Les images publiées par la Corée du Nord avant le lancement semblent montrer que le satellite Malligyong 1 a à peu près la taille d’un réfrigérateur, soit plus grand que les satellites que la Corée du Nord avait mis en orbite auparavant. Le satellite est conçu pour prendre des photos de surveillance de lieux, vraisemblablement des forces militaires américaines et alliées, dans le monde entier. Mais il est encore trop petit pour fournir les images de reconnaissance de la plus haute résolution collectées par les satellites espions des États-Unis et d’autres grands pays spatiaux.
Le gouvernement sud-coréen a condamné mardi le lancement nord-coréen.

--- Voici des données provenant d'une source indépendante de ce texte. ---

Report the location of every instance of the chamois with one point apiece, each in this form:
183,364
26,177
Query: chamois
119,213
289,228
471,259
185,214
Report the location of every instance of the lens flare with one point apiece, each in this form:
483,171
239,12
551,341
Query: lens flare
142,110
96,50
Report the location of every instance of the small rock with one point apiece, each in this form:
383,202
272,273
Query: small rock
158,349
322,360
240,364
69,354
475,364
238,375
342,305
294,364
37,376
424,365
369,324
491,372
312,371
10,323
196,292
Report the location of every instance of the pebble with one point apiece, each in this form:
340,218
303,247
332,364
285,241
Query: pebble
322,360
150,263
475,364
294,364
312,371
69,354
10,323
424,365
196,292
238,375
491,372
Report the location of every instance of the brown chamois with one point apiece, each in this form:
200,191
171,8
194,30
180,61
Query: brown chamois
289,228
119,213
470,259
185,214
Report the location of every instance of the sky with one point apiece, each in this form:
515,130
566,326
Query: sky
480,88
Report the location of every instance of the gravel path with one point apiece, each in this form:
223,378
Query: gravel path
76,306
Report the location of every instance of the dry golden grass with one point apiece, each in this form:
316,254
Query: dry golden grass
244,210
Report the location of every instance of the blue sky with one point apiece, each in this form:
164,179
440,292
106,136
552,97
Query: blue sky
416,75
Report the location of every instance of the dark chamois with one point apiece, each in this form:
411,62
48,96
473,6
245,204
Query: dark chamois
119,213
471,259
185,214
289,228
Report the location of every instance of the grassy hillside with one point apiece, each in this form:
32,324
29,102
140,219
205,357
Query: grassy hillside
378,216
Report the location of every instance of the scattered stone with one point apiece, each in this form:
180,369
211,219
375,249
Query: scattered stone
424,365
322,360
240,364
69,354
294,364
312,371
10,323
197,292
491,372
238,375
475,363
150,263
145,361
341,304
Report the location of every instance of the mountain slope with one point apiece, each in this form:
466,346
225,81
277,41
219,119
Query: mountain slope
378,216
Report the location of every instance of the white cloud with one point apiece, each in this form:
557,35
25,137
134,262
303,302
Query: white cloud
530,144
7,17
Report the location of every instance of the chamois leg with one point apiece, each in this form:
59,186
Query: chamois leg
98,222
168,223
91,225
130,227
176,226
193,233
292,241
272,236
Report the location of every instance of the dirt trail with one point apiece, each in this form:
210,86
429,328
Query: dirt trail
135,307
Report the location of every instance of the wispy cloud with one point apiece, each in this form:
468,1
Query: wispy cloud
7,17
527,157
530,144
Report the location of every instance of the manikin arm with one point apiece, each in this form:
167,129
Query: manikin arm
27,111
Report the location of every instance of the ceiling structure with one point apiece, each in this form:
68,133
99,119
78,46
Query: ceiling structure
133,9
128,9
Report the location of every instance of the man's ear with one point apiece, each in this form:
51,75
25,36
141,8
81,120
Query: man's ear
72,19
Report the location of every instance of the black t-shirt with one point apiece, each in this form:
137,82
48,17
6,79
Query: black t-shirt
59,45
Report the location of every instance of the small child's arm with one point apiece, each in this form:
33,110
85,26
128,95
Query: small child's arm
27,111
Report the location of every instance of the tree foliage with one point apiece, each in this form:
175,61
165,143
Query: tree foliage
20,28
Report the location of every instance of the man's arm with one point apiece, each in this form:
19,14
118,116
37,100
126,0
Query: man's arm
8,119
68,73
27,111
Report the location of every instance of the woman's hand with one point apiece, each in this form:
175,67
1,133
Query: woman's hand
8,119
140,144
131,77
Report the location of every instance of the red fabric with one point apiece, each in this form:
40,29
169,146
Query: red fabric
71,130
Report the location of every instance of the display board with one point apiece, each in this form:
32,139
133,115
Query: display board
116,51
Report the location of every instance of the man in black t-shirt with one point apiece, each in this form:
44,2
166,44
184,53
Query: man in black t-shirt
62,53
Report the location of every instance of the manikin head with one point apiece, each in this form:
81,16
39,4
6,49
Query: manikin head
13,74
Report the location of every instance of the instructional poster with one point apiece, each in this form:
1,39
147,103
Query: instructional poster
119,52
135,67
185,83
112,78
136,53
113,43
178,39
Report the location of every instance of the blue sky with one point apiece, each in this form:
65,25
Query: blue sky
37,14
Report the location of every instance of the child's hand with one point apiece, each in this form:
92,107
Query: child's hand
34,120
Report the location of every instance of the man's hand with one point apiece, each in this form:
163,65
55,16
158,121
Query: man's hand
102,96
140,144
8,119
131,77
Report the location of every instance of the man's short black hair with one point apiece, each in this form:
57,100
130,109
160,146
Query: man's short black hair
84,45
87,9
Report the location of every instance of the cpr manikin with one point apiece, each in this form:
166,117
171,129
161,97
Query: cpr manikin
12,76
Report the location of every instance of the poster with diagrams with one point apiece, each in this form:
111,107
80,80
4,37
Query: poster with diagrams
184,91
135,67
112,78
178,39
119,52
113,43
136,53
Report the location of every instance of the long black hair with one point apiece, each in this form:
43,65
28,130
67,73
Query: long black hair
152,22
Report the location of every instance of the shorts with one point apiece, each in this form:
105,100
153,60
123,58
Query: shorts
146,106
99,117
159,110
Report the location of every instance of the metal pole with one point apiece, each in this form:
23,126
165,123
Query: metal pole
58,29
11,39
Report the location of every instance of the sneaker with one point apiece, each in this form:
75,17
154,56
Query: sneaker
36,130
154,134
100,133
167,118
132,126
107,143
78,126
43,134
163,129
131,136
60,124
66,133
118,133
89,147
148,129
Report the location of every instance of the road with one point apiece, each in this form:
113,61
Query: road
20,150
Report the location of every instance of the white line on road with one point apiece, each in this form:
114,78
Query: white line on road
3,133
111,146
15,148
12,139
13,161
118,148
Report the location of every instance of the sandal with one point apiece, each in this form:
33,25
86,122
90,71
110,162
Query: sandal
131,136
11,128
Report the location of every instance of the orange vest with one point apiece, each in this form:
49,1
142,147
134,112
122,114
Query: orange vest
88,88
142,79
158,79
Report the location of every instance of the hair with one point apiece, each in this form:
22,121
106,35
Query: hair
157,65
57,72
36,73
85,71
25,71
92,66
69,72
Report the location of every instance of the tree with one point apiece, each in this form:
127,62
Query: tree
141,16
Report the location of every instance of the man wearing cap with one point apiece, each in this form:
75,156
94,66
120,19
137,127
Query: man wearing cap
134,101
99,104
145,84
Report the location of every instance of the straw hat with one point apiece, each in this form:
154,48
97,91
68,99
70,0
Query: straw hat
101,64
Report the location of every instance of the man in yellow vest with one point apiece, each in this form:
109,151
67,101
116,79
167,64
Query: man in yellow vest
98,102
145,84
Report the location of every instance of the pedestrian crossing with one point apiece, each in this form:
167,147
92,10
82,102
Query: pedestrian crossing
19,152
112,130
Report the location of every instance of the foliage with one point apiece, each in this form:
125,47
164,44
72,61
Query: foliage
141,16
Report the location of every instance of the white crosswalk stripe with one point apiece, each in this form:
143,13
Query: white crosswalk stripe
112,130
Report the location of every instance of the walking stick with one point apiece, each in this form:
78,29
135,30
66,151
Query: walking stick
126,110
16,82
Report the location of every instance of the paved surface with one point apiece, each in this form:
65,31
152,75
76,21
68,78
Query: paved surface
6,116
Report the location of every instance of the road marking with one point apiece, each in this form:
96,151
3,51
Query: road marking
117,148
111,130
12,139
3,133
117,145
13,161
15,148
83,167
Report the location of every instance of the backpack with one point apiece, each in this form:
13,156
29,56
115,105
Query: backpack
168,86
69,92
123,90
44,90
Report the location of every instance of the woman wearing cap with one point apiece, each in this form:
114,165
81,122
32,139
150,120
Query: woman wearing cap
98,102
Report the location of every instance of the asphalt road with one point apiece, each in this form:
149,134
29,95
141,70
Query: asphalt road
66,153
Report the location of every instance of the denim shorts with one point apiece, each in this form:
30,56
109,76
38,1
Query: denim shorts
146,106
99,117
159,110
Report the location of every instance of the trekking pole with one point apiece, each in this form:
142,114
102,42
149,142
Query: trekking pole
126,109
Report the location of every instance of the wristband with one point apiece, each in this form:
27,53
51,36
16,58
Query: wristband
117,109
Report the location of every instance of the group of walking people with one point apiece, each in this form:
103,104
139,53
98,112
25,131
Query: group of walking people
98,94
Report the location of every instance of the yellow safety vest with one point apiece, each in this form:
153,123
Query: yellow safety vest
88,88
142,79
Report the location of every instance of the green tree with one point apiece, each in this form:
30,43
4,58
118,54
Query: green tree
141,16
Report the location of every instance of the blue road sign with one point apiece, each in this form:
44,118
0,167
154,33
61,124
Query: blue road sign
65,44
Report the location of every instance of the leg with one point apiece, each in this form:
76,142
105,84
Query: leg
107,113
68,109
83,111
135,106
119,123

Shin, le ministre sud-coréen de la Défense, a qualifié ce lancement de « violation flagrante » d’une résolution du Conseil de sécurité de l’ONU interdisant les lancements nord-coréens utilisant la technologie des missiles balistiques. Il a déclaré que ce lancement constituait un « acte de provocation grave » contre la Corée du Sud et la communauté internationale.
En réponse au lancement du satellite, la Corée du Sud a déclaré qu’elle suspendrait certaines parties de l’accord militaire de 2018 avec la Corée du Nord et reprendrait la reconnaissance des forces militaires nord-coréennes dans les zones frontalières.
22 novembre 2023 : Cette histoire a été mise à jour avec les commentaires de Mike Hankey et des détails sur la technologie des moteurs russes.